Perched at the top of the Grootberg Pass, the lodge looks out over the Klip River Valley. You can sit in its infinity pool to watch the sun set over the valley, the surrounding rock and soil turning even redder as the light fades.
The lodge is also the first in Namibia to be wholly owned by the local community, helping to simultaneously support communities and promote conservation.
Nkasa Lupala National Park, the Caprivi Strip
Formerly known as Mamili National Park, Nkasa Lupala is situated in northeast Namibia’s Caprivi Strip, where lush green vegetation and ample water sources attract a variety of game and birdlife. It’s more remote than Etosha, so it feels like you’re really venturing into the wild.

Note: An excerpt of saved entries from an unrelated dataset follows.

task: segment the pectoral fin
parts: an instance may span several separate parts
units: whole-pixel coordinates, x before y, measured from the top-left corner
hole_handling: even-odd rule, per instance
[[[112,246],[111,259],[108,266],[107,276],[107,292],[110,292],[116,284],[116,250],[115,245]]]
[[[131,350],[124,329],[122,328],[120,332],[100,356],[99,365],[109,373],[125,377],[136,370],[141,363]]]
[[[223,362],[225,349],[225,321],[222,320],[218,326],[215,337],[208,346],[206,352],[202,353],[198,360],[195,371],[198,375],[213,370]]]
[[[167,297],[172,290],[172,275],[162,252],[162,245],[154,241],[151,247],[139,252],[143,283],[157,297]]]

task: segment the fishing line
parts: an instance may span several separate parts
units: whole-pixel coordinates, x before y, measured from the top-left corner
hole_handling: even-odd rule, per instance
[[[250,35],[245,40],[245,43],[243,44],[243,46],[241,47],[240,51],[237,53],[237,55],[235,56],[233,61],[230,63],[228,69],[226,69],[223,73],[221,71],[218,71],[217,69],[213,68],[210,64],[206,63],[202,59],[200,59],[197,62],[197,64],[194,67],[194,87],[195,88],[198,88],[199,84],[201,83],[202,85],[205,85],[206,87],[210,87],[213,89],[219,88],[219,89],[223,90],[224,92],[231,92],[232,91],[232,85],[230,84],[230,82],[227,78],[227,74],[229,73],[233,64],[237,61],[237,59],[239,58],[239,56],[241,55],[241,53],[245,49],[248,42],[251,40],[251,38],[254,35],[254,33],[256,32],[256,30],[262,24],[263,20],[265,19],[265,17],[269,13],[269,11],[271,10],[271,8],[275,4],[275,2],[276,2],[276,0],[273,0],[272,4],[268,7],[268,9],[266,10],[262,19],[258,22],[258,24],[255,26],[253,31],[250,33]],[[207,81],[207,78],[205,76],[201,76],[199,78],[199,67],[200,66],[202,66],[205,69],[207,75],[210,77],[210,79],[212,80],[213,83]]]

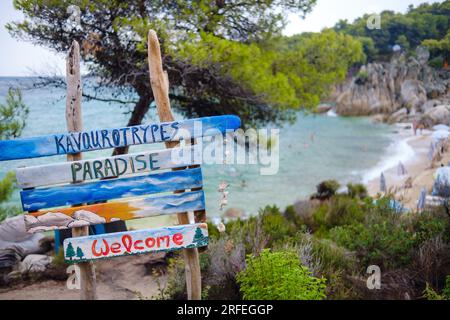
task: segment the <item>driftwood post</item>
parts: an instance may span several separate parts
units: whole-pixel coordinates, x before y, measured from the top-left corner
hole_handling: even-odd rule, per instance
[[[174,121],[169,101],[169,80],[162,68],[161,49],[154,30],[148,33],[148,64],[150,70],[150,85],[155,97],[156,108],[161,122]],[[174,148],[178,142],[166,142],[166,148]],[[183,192],[183,191],[181,191]],[[187,212],[177,214],[179,224],[189,224]],[[197,248],[184,249],[186,285],[189,300],[201,299],[201,275]]]
[[[81,74],[80,74],[80,46],[73,41],[66,61],[67,100],[66,123],[69,132],[79,132],[83,129],[81,116]],[[68,154],[67,161],[81,160],[81,153]],[[72,237],[89,235],[89,227],[72,229]],[[81,300],[96,300],[95,267],[92,262],[79,263]]]

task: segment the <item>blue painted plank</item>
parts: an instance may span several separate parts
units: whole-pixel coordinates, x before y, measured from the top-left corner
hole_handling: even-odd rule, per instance
[[[20,196],[25,211],[37,211],[44,208],[185,190],[201,186],[201,169],[194,168],[124,179],[23,190],[20,192]]]
[[[112,201],[85,206],[41,210],[24,215],[28,232],[42,232],[102,223],[175,214],[205,209],[202,190],[152,196],[144,199]],[[104,232],[102,232],[104,233]],[[97,232],[98,234],[98,232]]]
[[[133,127],[52,134],[0,141],[0,161],[72,154],[155,142],[178,141],[234,131],[237,116],[215,116]]]
[[[208,226],[197,223],[67,238],[63,245],[67,263],[198,248],[208,245]]]

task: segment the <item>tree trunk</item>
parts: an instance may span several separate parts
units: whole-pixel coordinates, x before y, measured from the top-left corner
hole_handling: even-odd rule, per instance
[[[127,126],[136,126],[142,123],[145,115],[147,114],[150,103],[153,101],[153,97],[149,94],[140,94],[139,100],[134,106],[133,112],[131,113],[131,117],[128,120]],[[119,154],[128,153],[128,146],[115,148],[113,152],[113,156]]]

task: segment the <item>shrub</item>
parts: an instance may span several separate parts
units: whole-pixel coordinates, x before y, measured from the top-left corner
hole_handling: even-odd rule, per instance
[[[339,187],[339,182],[336,180],[325,180],[316,186],[317,192],[311,196],[311,199],[329,199],[336,194]]]
[[[348,183],[347,184],[347,194],[351,198],[364,199],[368,196],[367,188],[361,183]]]
[[[293,251],[270,252],[247,257],[247,268],[236,280],[247,300],[321,300],[325,296],[324,278],[316,278],[301,265]]]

Safaris here can include game drives to see wildlife such as lion, leopard, kudu, impala, spotted hyena, Namibian cheetah and Cape Wild dog. There are also a number of lizard and bird species to look out for while out on guided walking safaris, and the park is home to the largest concentration of buffalo in Namibia.

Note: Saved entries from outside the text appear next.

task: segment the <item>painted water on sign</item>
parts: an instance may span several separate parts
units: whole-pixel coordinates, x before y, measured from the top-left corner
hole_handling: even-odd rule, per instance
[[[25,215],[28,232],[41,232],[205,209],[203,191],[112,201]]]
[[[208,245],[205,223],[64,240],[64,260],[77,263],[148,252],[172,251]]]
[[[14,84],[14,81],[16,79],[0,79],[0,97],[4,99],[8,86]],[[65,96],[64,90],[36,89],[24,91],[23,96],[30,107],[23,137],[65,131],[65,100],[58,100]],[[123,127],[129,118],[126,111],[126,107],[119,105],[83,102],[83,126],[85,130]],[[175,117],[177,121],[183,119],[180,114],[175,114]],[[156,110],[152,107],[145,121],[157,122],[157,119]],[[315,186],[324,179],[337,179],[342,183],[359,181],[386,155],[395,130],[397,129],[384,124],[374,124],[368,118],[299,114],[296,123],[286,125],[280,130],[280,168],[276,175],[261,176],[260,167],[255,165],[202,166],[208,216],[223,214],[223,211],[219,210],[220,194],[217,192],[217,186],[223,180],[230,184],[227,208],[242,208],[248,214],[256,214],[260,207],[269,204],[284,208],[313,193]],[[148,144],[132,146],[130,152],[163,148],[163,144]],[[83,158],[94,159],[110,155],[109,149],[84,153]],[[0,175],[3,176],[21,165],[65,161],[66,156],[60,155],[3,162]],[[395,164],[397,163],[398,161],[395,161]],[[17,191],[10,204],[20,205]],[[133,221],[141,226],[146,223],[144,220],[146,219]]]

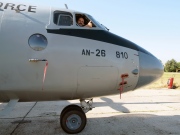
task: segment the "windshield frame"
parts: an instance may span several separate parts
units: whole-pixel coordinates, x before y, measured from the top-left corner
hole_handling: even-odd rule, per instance
[[[94,17],[92,17],[92,16],[89,15],[89,14],[85,14],[85,15],[89,18],[89,20],[91,20],[91,21],[96,25],[96,27],[99,27],[99,28],[102,28],[102,29],[105,30],[105,28],[101,25],[101,23],[99,23],[98,21],[96,21],[96,19],[94,19]]]

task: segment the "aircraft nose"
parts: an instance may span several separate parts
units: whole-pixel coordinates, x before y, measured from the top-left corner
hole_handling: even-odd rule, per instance
[[[136,88],[156,81],[163,73],[164,67],[160,60],[150,53],[139,52],[139,80]]]

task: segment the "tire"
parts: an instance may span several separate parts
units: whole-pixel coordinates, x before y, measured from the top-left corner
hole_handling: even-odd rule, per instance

The highlight, though, is heading out on a wildlife-viewing boat trip. The area is laced with water channels that make up the Kwando-Linyanti river system, creating a rich wetland habitat. From your boat, you may be able to spot hippo, crocodiles and elephant soaking in the water or basking on the riverbanks. The reed beds and waterways also support many bird species, including kingfishers, wattled cranes, bee-eaters and black-cheeked lovebirds.
There are just a handful of lodges in the park. These tend to be more rustic than the camps and lodges surrounding Etosha, but the wilderness location is really special. Nkasa Lupala Tented Lodge is unfenced, allowing wildlife to roam freely through the grounds. Its stilted tents have large windows and decks overlooking the surrounding reedbeds, woodlands and grassy plains.
Getting to Nkasa Lupala National Park
Due to the remote location of Nkasa Lupala, it’s best to stay for a few nights en route to Victoria Falls or Botswana’s Chobe National Park. You can drive from Windhoek (an 11 and a half hour journey), making regular stops along the way.
Alternatively, there are flights several times a week from Windhoek to Katima Mulilo Airport, which is around 130 km (80 miles) from Nkasa Lupala Tented Lodge.
Combine a safari with other Namibia highlights
One of the things I like best about Namibia is that, unlike some destinations in Africa, there’s far more to it than just safaris. Learn about the indigenous Himba culture by visiting a traditional village in Damaraland, kayak with seals off the coast of Swakopmund and see ancient petroglyphs (rock art) engraved by the San people thousands of years ago in southern Damaraland.
There’s also Fish River Canyon in the south of Namibia. This is the second largest river canyon in the world at 160 km (100 miles) long, 27 km (17 miles) wide and up to 550 m (1,804 ft) deep. Standing on the canyon’s rim, you can look out over the arid brown rock, which drops almost vertically down to the river curling far below. I recommend spending a few days exploring the hiking trails that lead down into the abyss.
A completely different experience is driving to Kolmanskop — an old diamond mining town in Southern Namibia. Abandoned in 1954 when the diamond field had been exhausted, it now makes for an eerie place to visit. Since the town’s abandonment, the desert sands have drifted into the buildings, which include large German-style houses once owned by wealthy families, a school and even a casino. Wading through the knee-deep sand, you can try to picture what life here was once like.
I definitely recommend visiting Sossusvlei, a dried-out river bed leading to a salt and clay pan in southern Namibia, surrounded by the highest dunes in the world. Clamber to the top of the burnt-orange mountains of sand to enjoy beautiful sunsets and sunrises. The changing light means that every second seems to cast new shadows and alter the hue of the sand. Nearby, Deadvlei is dotted with dark skeletal trees that make for atmospheric photographs.